Das BAG hat mit Urteil vom 14.9.2022 – 4 AZR 83/21 – wie folgt entschieden:

1. Die Überlassungsdauer iSd. § 1 Abs. 1b AÜG ist nicht „arbeitsplatz-“, sondern „arbeitnehmerbezogen“ anhand der Dauer der Eingliederung des überlassenen Arbeitnehmers in die Arbeitsorganisation des Entleihers zu bestimmen. Diese gesetzgeberische Entscheidung ist mit Unionsrecht vereinbar (Rn. 12 ff.).

2. Ein Tarifvertrag der Tarifvertragsparteien der Einsatzbranche nach § 1 Abs. 1b Satz 3 AÜG muss eine konkrete zeitliche Grenze der Überlassungsdauer festlegen, durch die der vorübergehende Charakter der Arbeitnehmerüberlassung iSd. § 1 Abs. 1 Satz 4 AÜG gewahrt wird (Rn. 20 ff.).

3. Die Geltung eines Tarifvertrags nach § 1 Abs. 1b Satz 3 AÜG setzt allein die Tarifgebundenheit der Entleiherin voraus. Die Festlegung einer von § 1 Abs. 1b Satz 1 AÜG abweichenden Überlassungshöchstdauer ist auch für die Verleiherin und den überlassenen Arbeitnehmer unabhängig von deren Tarifgebundenheit maßgebend. Der Gesetzgeber hat damit die Regelungsbefugnis der Tarifvertragsparteien der Einsatzbranche zur Normsetzung über die im Tarifvertragsgesetz vorgesehenen Arten von Tarifnormen (§ 1 Abs. 1 TVG) und deren Bindungswirkung (§ 3 Abs. 1 und Abs. 2, § 4 Abs. 1 TVG) hinaus erweitert (Rn. 23 ff.).

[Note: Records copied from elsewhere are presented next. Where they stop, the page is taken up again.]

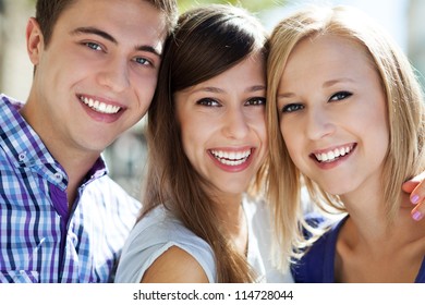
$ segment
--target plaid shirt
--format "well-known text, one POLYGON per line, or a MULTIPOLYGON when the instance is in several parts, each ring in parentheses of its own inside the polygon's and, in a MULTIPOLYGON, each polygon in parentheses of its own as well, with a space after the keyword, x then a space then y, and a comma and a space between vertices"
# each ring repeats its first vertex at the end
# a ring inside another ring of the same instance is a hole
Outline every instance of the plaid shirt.
POLYGON ((69 211, 66 174, 0 95, 0 282, 108 282, 139 203, 101 158, 69 211))

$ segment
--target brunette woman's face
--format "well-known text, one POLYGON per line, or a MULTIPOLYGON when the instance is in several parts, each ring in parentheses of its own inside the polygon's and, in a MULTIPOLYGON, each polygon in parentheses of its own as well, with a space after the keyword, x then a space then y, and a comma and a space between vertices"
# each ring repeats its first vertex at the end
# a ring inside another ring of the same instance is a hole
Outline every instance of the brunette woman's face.
POLYGON ((264 58, 251 56, 174 98, 190 162, 218 196, 240 196, 267 149, 264 58))

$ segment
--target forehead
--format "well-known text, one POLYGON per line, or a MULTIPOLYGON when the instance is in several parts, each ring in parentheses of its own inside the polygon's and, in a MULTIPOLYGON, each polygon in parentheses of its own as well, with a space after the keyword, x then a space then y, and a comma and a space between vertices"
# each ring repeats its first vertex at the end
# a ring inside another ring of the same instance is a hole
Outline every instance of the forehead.
MULTIPOLYGON (((320 75, 363 73, 375 70, 365 46, 337 35, 319 35, 301 40, 291 51, 283 75, 290 82, 294 75, 308 78, 320 75)), ((300 81, 300 80, 299 80, 300 81)))
MULTIPOLYGON (((58 30, 95 27, 107 32, 117 40, 163 40, 166 16, 143 0, 76 0, 61 13, 58 30)), ((141 41, 148 42, 148 41, 141 41)))

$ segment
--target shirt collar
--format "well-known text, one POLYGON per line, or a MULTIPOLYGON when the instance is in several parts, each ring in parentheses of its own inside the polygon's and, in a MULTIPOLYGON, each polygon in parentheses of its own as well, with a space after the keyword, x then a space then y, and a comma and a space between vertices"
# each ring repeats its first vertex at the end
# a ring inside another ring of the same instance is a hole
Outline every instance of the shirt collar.
MULTIPOLYGON (((64 169, 50 155, 41 138, 21 115, 23 102, 0 95, 0 146, 16 168, 31 168, 64 190, 68 176, 64 169)), ((100 156, 88 171, 83 185, 108 173, 100 156)))

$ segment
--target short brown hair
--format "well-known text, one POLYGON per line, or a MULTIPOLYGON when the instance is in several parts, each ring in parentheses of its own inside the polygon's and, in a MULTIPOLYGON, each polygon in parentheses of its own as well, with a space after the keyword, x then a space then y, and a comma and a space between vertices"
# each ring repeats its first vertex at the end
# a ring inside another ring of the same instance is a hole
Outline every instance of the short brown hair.
MULTIPOLYGON (((69 7, 74 4, 77 0, 37 0, 36 4, 36 20, 40 25, 45 44, 48 45, 53 33, 53 27, 59 16, 69 7)), ((153 4, 156 9, 161 11, 167 17, 167 28, 171 32, 177 17, 178 8, 177 0, 143 0, 153 4)))

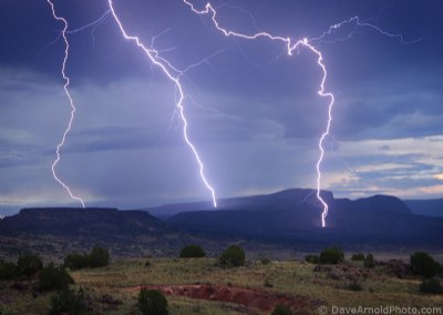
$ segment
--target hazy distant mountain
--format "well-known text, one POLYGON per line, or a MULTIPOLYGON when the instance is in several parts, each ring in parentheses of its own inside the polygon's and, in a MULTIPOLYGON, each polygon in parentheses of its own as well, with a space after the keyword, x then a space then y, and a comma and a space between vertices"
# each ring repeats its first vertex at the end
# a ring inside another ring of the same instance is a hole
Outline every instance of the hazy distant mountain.
POLYGON ((404 203, 415 214, 443 217, 443 199, 405 200, 404 203))
POLYGON ((194 242, 143 211, 24 209, 0 220, 0 256, 38 252, 63 257, 96 244, 111 248, 114 256, 176 256, 184 244, 194 242))
POLYGON ((194 233, 347 244, 443 244, 443 220, 414 215, 398 197, 377 195, 350 201, 336 200, 330 192, 322 195, 329 204, 326 228, 321 228, 322 207, 310 190, 225 201, 228 207, 197 207, 167 222, 194 233))
POLYGON ((173 255, 185 244, 200 244, 210 253, 233 241, 248 250, 285 247, 318 251, 343 247, 443 247, 443 219, 416 215, 394 196, 356 201, 322 192, 329 205, 327 227, 322 206, 312 190, 286 190, 269 195, 225 199, 210 203, 156 207, 161 221, 145 211, 116 209, 24 209, 0 220, 0 255, 39 251, 52 255, 84 251, 95 244, 113 255, 173 255))
POLYGON ((23 209, 0 221, 0 233, 27 232, 60 235, 131 235, 171 232, 166 224, 142 211, 116 209, 47 207, 23 209))

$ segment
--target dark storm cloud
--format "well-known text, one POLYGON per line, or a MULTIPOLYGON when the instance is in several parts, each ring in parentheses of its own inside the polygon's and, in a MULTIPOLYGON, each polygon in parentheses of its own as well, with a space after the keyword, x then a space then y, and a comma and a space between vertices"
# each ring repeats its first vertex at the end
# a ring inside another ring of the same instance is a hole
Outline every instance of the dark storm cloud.
MULTIPOLYGON (((297 40, 358 14, 406 40, 423 38, 403 44, 358 29, 346 42, 316 42, 328 69, 326 90, 336 95, 336 152, 327 150, 323 186, 351 196, 402 193, 400 187, 406 195, 441 192, 443 2, 240 2, 214 1, 224 27, 297 40)), ((6 3, 0 204, 71 204, 50 171, 70 115, 60 73, 63 24, 45 1, 6 3)), ((55 8, 72 31, 102 17, 107 1, 55 0, 55 8)), ((181 77, 187 131, 218 195, 316 185, 328 100, 318 95, 322 71, 315 54, 300 49, 289 57, 281 42, 226 38, 209 17, 196 17, 179 0, 115 0, 115 9, 131 34, 152 43, 176 69, 188 69, 181 77)), ((174 84, 122 39, 110 17, 70 32, 69 40, 66 71, 78 111, 61 151, 60 175, 94 205, 207 199, 183 139, 174 84)))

4. Die in § 1 Abs. 1b Satz 3 AÜG enthaltene Regelungsermächtigung allein zugunsten der Tarifvertragsparteien der Einsatzbranche begegnet keinen verfassungsrechtlichen Bedenken. Selbst wenn dadurch die positive Koalitionsfreiheit der Tarifvertragsparteien der Zeitarbeitsbranche nach Art. 9 Abs. 3 GG beeinträchtigt werden sollte, wäre dies verfassungsrechtlich gerechtfertigt. Die Regelung dient einem legitimen Ziel und ist auch im Übrigen verhältnismäßig (Rn. 37 ff.). Die gesetzliche Bestimmung führt auch nicht zu einer Verletzung des Gleichheitssatzes nach Art. 3 Abs. 1 GG (Rn. 53 ff.).

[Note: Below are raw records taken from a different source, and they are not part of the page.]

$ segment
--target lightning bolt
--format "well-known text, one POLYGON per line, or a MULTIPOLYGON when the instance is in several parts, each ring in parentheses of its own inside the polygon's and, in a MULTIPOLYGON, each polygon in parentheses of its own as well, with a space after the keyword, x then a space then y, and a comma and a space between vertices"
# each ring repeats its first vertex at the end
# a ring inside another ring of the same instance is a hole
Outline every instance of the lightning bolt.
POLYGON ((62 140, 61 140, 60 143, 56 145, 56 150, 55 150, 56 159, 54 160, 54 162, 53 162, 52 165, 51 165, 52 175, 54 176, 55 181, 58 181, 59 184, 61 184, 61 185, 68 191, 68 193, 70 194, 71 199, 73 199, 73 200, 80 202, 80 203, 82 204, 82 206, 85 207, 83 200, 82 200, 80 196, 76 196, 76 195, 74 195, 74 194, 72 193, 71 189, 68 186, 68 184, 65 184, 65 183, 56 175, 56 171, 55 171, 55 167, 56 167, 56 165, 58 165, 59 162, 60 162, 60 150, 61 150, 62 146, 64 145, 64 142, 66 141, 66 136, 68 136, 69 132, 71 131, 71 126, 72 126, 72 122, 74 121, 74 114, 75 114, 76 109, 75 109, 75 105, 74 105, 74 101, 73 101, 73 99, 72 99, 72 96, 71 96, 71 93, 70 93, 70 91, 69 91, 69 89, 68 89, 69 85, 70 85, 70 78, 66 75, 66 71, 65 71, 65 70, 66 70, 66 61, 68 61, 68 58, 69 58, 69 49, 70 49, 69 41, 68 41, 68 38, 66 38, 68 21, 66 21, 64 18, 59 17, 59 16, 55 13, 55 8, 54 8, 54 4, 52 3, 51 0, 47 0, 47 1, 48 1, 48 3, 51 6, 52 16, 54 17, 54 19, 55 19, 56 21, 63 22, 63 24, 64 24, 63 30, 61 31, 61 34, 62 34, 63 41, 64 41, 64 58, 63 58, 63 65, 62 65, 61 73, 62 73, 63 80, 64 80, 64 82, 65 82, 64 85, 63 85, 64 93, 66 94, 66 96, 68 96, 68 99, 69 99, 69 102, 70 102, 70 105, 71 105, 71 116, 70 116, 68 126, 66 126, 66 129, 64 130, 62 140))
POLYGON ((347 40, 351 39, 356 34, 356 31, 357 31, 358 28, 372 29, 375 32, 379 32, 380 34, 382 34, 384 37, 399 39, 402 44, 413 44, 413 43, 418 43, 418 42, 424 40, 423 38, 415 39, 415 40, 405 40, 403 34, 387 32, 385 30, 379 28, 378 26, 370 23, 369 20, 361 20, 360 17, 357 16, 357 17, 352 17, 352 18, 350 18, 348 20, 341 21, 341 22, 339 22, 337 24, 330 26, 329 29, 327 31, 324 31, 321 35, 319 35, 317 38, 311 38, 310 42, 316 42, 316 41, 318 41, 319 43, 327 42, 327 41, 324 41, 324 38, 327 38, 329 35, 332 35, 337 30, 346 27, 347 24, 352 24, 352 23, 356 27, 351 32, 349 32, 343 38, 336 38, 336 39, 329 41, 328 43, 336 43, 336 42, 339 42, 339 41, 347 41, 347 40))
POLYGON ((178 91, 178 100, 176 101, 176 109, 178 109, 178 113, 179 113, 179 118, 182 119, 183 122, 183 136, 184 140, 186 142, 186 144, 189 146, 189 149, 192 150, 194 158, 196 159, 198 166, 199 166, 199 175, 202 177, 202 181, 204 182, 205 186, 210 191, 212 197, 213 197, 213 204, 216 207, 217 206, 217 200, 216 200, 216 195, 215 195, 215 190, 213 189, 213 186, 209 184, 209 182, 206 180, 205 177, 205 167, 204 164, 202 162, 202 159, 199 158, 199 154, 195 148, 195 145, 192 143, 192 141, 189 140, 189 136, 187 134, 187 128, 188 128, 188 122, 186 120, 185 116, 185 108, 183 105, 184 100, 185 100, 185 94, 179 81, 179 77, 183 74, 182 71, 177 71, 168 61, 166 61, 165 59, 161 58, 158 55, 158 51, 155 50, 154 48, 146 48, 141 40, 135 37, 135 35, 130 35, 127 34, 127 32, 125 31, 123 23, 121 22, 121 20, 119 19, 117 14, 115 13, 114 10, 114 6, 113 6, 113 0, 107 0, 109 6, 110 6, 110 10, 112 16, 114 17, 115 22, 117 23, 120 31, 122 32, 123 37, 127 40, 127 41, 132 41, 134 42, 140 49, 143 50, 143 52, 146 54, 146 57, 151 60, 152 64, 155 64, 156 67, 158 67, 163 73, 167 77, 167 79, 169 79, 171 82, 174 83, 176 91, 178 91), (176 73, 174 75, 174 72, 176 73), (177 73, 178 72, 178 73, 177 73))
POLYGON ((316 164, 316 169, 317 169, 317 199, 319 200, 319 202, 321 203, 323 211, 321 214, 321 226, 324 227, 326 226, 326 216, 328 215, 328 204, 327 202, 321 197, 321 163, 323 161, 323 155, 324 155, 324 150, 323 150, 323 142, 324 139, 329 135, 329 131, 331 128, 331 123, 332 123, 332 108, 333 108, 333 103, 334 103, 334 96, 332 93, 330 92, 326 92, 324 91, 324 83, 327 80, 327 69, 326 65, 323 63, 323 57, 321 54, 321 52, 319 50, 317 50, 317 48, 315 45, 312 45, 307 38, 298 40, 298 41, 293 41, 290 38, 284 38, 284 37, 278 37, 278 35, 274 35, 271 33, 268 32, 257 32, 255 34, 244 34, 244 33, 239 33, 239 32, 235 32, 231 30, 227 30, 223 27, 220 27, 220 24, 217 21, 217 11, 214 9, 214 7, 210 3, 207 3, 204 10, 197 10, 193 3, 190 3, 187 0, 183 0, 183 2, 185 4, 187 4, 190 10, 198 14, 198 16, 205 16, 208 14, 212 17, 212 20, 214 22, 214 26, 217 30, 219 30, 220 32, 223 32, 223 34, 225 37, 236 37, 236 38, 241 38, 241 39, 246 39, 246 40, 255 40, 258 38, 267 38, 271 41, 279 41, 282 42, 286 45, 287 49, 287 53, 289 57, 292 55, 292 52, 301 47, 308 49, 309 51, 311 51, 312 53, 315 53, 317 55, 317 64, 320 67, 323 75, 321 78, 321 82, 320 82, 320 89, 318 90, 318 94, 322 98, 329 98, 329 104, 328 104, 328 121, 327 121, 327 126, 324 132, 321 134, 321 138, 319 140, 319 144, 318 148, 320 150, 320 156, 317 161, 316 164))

5. Die gesetzliche Regelung in § 1 Abs. 1b Satz 3 AÜG ist auch ohne Festlegung einer absoluten Überlassungshöchstgrenze für tarifvertragliche Regelungen mit Unionsrecht vereinbar (Rn. 57 ff.).

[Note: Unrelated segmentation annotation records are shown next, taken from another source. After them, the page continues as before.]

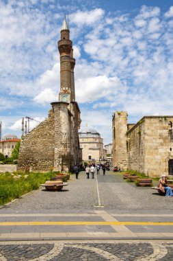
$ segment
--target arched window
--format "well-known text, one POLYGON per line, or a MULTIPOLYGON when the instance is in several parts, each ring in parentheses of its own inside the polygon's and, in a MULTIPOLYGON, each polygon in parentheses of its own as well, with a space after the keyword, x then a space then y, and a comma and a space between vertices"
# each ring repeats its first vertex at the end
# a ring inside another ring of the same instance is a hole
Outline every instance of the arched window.
POLYGON ((168 126, 169 126, 170 128, 172 128, 172 122, 169 122, 168 126))
POLYGON ((168 161, 168 173, 169 175, 173 174, 173 159, 170 159, 168 161))

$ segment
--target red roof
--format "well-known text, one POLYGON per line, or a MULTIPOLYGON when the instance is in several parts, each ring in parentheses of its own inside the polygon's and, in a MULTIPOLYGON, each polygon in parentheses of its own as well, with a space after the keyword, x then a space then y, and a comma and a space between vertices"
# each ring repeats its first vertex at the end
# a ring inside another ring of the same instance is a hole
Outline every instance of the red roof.
POLYGON ((20 141, 20 139, 5 139, 4 141, 0 141, 0 142, 12 142, 12 141, 20 141))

6. Die im zwischen Südwestmetall und IG Metall geschlossenen Tarifvertrag Leih-/Zeitarbeit vom 31. Mai 2017 vereinbarte Überlassungshöchstdauer von 48 Monaten hält sich im Rahmen dessen, was als „vorübergehend“ iSd. § 1 Abs. 1 Satz 4 AÜG iVm. Art. 1 Abs. 1 Richtlinie 2008/104/EG anzusehen ist (Rn. 73 ff.).